На улице светало. Дворовые готовили столы по чину, и их быстрые шаги то и дело раздавались за дверью.
Умолкли скоморохи. На посадах не слышно разудалых голосов. Москва затихла, чтобы через час проснуться и продолжить своё буйное веселье.
Праздник ещё не закончился.
Софья Витовтовна скончалась на восемьдесят втором году. Умерла тихо, в окружении многочисленных боярышень в своём любимом дворце недалеко от Москвы.
Эта смерть никого не застала врасплох. Княгиня почти не покидала своих покоев, а если и выезжала, то на это был особый случай: ездила на богомолье раздать у соборов милостыню. И, глядя на её фигуру, всё больше горбящуюся и всё ниже склоняющуюся к земле, на вдовьи наряды, которые она носила без малого тридцать лет со дня смерти мужа, на покрытое сетью глубоких морщин лицо, невольно думалось: если смерть и имеет облик, то она должна быть именно такой.
Хоть и была Софья дочерью великого князя литовского, но, выйдя замуж, приросла душой к Русской земле, потому и православие для неё не было в тягость.
Хоронили Софью Витовтовну без особой пышности, так повелела в своём завещании княгиня. Отпели покойную в Благовещенском соборе, а потом крепкие чернецы, подставив плечи под домовину, понесли её к последнему пристаницу — в усыпальницу князей.
В этот день милостыня была особая — пятаки, завёрнутые в цветные лоскуты, раздавали на папертях и базарах, в церквах и на узких улочках. Словно княгиня последним подношением хотела искупить незамоленные грехи.

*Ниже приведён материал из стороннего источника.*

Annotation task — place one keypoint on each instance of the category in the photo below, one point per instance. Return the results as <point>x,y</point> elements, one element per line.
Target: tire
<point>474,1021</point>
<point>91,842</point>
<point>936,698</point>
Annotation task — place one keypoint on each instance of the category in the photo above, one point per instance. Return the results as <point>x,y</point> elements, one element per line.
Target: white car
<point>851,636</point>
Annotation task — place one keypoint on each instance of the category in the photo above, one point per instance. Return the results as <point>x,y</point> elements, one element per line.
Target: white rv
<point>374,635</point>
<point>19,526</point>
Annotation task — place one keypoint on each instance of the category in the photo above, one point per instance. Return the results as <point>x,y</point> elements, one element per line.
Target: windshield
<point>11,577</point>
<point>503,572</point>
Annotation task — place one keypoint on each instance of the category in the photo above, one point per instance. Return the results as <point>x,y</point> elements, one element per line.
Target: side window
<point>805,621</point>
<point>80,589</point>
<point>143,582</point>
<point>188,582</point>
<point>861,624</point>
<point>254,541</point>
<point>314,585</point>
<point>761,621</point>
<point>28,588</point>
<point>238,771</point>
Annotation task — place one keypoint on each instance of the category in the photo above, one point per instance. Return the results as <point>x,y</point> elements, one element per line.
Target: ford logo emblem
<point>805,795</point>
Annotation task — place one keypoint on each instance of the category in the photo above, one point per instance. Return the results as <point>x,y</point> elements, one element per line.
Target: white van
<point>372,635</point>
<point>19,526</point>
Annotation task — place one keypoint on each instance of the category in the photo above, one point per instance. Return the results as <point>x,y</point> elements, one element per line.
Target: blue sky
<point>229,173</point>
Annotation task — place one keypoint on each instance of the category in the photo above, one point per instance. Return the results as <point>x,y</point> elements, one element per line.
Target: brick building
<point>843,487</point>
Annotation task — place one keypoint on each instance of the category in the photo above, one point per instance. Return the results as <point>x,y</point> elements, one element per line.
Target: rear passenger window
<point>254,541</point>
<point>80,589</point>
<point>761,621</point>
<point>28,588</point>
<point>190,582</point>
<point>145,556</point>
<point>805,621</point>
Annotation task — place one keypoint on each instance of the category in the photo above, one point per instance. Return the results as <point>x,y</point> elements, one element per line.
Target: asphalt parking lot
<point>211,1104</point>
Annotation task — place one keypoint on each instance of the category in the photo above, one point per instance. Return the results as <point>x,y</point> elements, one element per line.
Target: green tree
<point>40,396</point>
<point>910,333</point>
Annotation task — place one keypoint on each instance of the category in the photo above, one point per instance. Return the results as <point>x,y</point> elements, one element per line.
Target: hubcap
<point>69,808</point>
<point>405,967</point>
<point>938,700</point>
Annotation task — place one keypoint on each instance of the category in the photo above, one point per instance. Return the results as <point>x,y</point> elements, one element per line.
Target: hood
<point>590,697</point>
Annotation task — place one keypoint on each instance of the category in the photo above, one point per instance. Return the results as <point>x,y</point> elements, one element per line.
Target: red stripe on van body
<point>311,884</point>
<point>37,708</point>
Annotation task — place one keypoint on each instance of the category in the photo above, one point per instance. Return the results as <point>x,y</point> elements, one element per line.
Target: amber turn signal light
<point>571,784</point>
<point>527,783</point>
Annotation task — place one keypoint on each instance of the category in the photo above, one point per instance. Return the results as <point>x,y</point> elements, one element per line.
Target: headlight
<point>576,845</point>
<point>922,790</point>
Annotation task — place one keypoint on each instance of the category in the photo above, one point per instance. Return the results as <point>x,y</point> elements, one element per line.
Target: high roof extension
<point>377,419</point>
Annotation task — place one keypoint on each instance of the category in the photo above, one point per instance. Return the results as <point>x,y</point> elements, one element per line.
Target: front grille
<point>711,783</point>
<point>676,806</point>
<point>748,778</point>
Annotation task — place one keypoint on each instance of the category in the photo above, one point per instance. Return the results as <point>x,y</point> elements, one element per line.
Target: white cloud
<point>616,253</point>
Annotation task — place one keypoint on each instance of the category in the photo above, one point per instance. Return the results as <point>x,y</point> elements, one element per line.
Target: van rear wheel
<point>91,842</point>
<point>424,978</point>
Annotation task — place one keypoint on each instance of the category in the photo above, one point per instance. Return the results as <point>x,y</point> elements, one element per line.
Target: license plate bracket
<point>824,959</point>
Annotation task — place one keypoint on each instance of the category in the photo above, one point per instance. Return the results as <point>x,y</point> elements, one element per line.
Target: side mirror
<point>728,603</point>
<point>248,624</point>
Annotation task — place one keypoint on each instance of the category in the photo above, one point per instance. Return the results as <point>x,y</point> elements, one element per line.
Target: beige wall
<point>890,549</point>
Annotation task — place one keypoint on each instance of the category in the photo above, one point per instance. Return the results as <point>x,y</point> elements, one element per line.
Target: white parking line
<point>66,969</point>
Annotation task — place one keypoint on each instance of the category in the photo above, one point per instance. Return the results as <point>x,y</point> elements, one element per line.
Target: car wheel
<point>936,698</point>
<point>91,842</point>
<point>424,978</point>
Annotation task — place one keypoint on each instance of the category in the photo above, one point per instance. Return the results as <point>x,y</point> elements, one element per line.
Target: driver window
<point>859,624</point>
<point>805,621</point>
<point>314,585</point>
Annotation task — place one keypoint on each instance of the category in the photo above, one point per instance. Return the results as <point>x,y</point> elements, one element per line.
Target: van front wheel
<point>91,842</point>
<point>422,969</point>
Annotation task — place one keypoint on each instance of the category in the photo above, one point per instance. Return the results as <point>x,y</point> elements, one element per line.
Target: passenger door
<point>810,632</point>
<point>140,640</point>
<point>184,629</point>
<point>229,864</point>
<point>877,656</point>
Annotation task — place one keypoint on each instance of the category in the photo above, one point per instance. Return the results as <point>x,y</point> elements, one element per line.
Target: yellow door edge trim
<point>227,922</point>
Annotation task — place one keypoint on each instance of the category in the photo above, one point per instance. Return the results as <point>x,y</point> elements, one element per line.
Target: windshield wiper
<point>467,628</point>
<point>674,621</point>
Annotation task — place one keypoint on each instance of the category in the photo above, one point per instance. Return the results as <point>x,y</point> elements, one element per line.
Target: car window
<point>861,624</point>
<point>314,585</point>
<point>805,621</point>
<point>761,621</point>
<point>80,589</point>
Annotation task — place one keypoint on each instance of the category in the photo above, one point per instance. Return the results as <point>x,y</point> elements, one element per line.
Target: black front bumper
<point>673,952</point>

Василий шёл за гробом, опираясь на плечо Ивана. Проститься бы с матушкой, посмотреть в последний раз на её лицо, да глаз лишён. И от этого скорбь казалась ещё тяжелее. Коснулся сын губами прохладного лба Софьи и отошёл в сторонку. Пустота одна. Нечем её заполнить. Всегда у него была одна дорога — к дому! Туда, где дожидалась его матушка, теперь есть ещё и другая — на погост.
Панихида надрывала душу, но слёз не было, как не бывает их у стариков, проживших трудную жизнь. Василий ещё не стар, но пережил столько, что хватило бы на нескольких старцев.

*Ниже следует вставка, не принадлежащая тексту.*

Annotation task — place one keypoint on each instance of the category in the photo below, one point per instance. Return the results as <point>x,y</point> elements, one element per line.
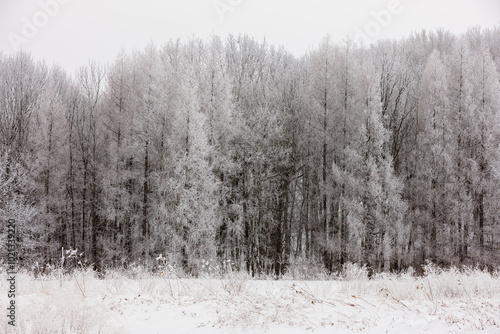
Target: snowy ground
<point>449,302</point>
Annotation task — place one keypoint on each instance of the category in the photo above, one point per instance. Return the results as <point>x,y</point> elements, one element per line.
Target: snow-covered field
<point>444,302</point>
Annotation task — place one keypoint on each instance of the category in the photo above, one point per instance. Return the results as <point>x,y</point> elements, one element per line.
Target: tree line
<point>235,150</point>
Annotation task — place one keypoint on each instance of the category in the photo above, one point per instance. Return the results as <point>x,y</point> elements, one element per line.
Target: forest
<point>238,153</point>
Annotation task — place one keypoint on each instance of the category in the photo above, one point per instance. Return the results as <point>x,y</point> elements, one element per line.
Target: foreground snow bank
<point>441,302</point>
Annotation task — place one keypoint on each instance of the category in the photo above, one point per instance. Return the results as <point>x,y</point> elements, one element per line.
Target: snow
<point>444,303</point>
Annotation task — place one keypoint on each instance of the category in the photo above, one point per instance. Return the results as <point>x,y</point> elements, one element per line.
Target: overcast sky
<point>72,32</point>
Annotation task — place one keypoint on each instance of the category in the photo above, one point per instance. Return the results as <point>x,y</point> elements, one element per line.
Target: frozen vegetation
<point>449,301</point>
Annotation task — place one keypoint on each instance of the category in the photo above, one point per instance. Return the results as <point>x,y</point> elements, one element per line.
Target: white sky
<point>82,30</point>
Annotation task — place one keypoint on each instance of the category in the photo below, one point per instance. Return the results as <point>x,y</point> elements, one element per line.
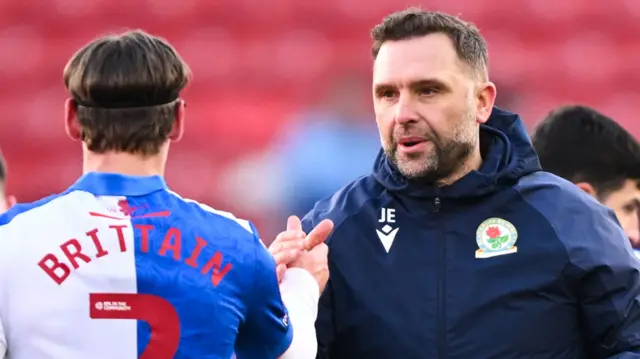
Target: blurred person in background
<point>118,244</point>
<point>593,151</point>
<point>458,245</point>
<point>6,201</point>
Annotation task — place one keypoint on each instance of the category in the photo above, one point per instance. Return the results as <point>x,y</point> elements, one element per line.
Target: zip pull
<point>436,204</point>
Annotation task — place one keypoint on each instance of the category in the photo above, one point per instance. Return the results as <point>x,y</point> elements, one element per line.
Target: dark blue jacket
<point>508,262</point>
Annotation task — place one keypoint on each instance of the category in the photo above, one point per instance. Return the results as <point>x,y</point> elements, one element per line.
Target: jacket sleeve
<point>325,329</point>
<point>608,286</point>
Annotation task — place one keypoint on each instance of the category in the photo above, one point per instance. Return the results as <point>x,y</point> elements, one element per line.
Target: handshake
<point>295,249</point>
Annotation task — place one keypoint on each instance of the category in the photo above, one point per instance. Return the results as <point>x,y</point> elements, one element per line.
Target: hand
<point>315,260</point>
<point>288,245</point>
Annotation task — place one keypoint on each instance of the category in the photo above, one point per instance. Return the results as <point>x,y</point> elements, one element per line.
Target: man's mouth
<point>411,141</point>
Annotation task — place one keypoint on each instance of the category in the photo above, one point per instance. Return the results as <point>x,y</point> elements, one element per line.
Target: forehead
<point>430,56</point>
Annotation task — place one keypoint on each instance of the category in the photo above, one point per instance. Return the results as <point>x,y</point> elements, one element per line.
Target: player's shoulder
<point>46,209</point>
<point>214,217</point>
<point>564,206</point>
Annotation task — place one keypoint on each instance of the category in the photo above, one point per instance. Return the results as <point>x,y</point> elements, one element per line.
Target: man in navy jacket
<point>458,245</point>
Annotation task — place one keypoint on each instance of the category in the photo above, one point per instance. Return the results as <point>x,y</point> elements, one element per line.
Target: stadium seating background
<point>257,62</point>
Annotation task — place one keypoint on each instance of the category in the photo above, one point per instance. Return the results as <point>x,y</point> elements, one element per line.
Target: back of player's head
<point>470,46</point>
<point>582,145</point>
<point>125,88</point>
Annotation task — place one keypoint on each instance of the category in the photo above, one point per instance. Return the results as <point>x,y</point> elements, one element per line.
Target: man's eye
<point>427,91</point>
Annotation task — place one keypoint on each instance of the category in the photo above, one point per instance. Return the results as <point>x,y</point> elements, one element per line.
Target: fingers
<point>294,224</point>
<point>319,234</point>
<point>280,269</point>
<point>286,257</point>
<point>287,240</point>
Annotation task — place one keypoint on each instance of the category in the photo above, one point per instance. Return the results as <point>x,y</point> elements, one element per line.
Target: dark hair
<point>414,22</point>
<point>126,88</point>
<point>582,145</point>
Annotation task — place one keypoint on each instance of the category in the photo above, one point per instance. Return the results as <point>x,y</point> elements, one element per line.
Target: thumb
<point>319,234</point>
<point>294,224</point>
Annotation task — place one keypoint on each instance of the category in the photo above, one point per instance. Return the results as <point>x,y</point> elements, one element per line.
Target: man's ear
<point>71,124</point>
<point>588,188</point>
<point>178,124</point>
<point>486,97</point>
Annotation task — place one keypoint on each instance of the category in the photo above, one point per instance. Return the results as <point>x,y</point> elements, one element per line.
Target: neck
<point>124,163</point>
<point>471,163</point>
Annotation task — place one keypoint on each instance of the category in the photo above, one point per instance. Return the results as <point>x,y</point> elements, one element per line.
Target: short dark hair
<point>582,145</point>
<point>126,88</point>
<point>413,22</point>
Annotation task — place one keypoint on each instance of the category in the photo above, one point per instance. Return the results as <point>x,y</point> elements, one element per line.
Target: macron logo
<point>387,234</point>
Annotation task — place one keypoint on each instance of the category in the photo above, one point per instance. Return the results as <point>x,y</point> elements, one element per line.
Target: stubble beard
<point>441,160</point>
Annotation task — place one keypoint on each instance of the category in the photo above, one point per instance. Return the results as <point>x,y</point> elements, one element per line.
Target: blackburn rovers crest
<point>496,237</point>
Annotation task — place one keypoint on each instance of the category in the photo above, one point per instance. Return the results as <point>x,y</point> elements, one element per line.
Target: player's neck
<point>124,163</point>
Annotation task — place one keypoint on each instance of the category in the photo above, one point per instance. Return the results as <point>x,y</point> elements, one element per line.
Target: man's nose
<point>405,110</point>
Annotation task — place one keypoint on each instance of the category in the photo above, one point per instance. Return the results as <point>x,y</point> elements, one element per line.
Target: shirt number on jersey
<point>161,316</point>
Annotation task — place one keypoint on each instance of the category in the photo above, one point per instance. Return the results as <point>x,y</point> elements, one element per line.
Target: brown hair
<point>126,89</point>
<point>414,22</point>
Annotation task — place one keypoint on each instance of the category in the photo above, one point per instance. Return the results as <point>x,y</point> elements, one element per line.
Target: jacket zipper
<point>441,290</point>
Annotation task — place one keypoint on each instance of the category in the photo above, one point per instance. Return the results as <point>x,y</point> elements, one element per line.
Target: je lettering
<point>387,215</point>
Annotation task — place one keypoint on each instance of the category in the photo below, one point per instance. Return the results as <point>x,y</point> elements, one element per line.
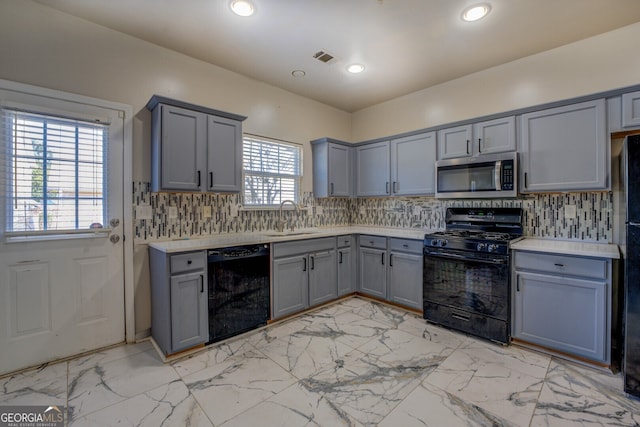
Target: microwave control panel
<point>507,175</point>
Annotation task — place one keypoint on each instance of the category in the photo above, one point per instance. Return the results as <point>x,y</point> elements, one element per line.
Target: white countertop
<point>565,247</point>
<point>234,239</point>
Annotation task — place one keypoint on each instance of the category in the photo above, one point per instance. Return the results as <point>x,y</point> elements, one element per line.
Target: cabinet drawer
<point>562,264</point>
<point>187,262</point>
<point>377,242</point>
<point>303,246</point>
<point>406,245</point>
<point>344,241</point>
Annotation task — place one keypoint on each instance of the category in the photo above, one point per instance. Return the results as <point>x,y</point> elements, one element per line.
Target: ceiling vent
<point>324,56</point>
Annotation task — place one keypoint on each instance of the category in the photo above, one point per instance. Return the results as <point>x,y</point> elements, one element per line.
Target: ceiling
<point>405,45</point>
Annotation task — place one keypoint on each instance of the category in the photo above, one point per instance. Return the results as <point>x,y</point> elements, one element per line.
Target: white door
<point>61,275</point>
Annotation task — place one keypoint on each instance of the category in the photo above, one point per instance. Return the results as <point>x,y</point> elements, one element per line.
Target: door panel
<point>29,302</point>
<point>63,294</point>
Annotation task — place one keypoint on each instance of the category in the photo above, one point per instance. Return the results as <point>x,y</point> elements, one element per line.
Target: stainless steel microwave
<point>478,177</point>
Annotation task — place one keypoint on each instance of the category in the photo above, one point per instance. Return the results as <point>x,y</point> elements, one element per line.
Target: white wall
<point>601,63</point>
<point>43,47</point>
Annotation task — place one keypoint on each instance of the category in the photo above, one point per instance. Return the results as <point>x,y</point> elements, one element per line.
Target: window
<point>56,173</point>
<point>272,172</point>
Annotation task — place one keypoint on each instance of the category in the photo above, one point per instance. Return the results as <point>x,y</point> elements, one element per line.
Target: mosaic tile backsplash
<point>544,214</point>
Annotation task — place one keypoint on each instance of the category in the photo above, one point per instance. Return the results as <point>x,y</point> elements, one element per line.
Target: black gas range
<point>466,276</point>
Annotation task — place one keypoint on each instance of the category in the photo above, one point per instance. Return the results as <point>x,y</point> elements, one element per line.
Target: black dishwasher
<point>238,279</point>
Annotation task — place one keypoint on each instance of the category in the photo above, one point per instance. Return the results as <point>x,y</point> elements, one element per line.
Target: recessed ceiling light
<point>242,7</point>
<point>355,68</point>
<point>476,12</point>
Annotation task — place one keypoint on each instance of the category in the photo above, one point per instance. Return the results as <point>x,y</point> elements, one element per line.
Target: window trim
<point>74,119</point>
<point>298,178</point>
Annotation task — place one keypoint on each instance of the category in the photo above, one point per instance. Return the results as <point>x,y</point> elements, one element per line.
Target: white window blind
<point>55,172</point>
<point>272,172</point>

Уложили Софью Витовтовну бережно в могилу, вниз положили лапник. Чернецы насыпали над ней холмик.
Пахло ладаном, а архиерей тянул: «А-лиллу-йа!»
Новгород уже не внимал просьбам Дмитрия Юрьевича. Бояре отказали ему в помощи, а посадник не хотел видеть галицкого князя в своём доме. Об опале сразу узнали и горожане. Не осталось у новгородцев былого почтения во взгляде, не каждый снимал шапку, заприметив издали великокняжеские бармы Дмитрия.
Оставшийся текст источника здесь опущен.